La semaine dernière, après notre partie de tennis hebdomadaire, je discutais de l’étude américaine avec mon ami Bernard Tihon, auteur de la tétralogie Le Sens Des Maux aux éditions Néosanté. Il était ravi que le conflit de diagnostic soit désormais, timidement mais inéluctablement, pris en compte par la médecine classique. Et il trouvait que dans une étape suivante, on devrait inciter les médecins à prononcer le moins souvent possible le mot « cancer », lequel charrie des images de mort et donne le sentiment d’être condamné. En réfléchissant tout haut, je me suis demandé si l’attitude inverse n’était pas plus opportune et si la banalisation du mot n’était pas de meilleur aloi. Avec mes enfants, c’est ce que j’ai toujours fait : dès que j’avais un symptôme quelconque, par exemple un bouton sur la joue ou un œil un peu rouge, je plaisantais en leur disant que j’avais un cancer de l’œil ou de la joue. Ce n’était pas du tout de l’hypocondrie mais une manière de dédramatiser toute maladie, que le Dr Hamer appelait d’ailleurs des « équivalents de cancer ». Et dans la foulée, j’informais mes filles que tout le monde développe tous les jours des embryons de cancers qui disparaissent spontanément ou qui n’atteignent jamais un stade symptomatique, ce qui est la stricte vérité scientifique.
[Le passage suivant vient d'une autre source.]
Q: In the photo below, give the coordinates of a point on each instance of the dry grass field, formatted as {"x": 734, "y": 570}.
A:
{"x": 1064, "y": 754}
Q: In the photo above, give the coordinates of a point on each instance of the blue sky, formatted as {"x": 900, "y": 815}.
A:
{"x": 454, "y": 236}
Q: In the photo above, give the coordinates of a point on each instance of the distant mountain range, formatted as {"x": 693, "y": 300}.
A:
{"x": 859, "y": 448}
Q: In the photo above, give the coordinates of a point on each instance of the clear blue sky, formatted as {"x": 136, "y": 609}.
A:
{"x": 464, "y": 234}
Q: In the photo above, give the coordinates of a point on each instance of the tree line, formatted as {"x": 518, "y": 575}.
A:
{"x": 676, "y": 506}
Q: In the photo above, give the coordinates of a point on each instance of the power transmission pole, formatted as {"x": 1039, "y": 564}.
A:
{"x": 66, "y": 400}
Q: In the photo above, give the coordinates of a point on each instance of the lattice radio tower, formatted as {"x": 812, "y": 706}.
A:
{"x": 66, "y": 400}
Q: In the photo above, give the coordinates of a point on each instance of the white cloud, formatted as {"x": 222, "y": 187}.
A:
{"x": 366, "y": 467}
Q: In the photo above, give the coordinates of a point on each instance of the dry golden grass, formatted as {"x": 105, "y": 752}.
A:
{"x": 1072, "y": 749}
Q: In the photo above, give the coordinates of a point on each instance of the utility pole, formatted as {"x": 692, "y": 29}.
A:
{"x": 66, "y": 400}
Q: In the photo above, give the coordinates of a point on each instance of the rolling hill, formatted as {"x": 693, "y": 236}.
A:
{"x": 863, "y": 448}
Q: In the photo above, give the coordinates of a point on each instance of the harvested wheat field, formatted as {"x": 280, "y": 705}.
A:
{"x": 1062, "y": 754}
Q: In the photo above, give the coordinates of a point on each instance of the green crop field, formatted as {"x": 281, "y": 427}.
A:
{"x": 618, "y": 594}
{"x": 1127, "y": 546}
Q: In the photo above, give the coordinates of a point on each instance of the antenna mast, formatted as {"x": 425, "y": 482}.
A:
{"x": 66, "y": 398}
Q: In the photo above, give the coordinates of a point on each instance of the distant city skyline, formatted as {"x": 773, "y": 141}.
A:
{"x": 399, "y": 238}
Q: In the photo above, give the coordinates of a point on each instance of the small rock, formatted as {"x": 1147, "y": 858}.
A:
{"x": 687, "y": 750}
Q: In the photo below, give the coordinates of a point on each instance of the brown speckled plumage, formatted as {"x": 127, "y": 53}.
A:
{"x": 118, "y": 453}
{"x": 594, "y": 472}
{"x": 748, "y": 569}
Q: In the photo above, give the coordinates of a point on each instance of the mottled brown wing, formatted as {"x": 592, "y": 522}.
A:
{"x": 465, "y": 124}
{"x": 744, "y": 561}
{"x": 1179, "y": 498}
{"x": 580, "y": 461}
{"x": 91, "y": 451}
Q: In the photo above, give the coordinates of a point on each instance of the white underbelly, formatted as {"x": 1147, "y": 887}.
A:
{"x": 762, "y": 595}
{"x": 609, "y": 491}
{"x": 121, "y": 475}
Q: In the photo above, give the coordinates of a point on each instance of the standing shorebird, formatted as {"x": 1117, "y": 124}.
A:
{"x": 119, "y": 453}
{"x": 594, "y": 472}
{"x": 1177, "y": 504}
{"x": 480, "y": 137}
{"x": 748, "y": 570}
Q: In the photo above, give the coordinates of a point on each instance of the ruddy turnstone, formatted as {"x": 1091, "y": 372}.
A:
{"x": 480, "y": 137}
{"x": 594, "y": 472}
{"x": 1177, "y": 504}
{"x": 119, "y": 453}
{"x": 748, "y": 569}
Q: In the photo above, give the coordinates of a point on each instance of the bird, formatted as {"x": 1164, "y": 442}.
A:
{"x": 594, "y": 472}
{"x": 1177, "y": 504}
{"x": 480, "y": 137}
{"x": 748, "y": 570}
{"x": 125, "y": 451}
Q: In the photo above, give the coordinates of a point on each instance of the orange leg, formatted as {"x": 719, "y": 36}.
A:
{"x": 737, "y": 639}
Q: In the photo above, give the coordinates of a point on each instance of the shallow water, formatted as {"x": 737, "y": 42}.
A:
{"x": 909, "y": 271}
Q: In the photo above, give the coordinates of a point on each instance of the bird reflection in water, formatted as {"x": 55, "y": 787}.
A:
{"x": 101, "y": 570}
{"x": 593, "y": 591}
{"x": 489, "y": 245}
À la stratégie consistant à maintenir le crabe à distance par l’usage de l’euphémisme « lésion précancéreuse », je préfère donc celle qui joue franc jeu et nomme les choses par leur nom sans pour autant distiller la peur. C’est ce que j’appellerais la « méthode Harry Potter ». Dans la saga du même nom, le monstrueux Lord Voldemort effraie tellement que peu de personnages osent verbaliser son patronyme. Il est « celui dont on ne doit pas prononcer le nom ». Ce sont les plus courageux, comme Harry et les membres de l’Ordre du Phénix, qui ont l’audace de nommer ouvertement l’adversaire et qui finissent par le vaincre. J’observe aussi qu’Albus Dumbledore, mentor d’Harry Potter et incarnation du vieux sage à l’allure druidique, ne craint jamais de nommer la « Seigneur des ténèbres ». Dans l’un des romans de la série, le vieux professeur explique même aux apprentis sorciers que la peur d’un nom ne fait qu’accroître la peur de la chose elle-même. Or, c’est bien souvent « la peur de la chose qui engendre la chose », comme l’enseignait un élève du Dr Hamer, le médecin français Claude Sabbah. Bref, je préconise de ne surtout pas chasser le mot « cancer » du vocabulaire mais de ramener cette maladie à ses justes proportions : celle d’une solution intelligente de la nature, porteuse d’un message, n’ayant rien d’anarchique, et qui est toujours curable à n’importe quel stade comme en témoignent les nombreuses guérisons spontanées et inespérées constatées par la médecine. Un être humain n’est pas une statistique, il a toujours des chances de s’en sortir. À mon sens, tout praticien de l’art de guérir devrait faire usage de ces infos placébothérapeutiques et accorder la priorité à la consigne hippocratique de ne pas nuire.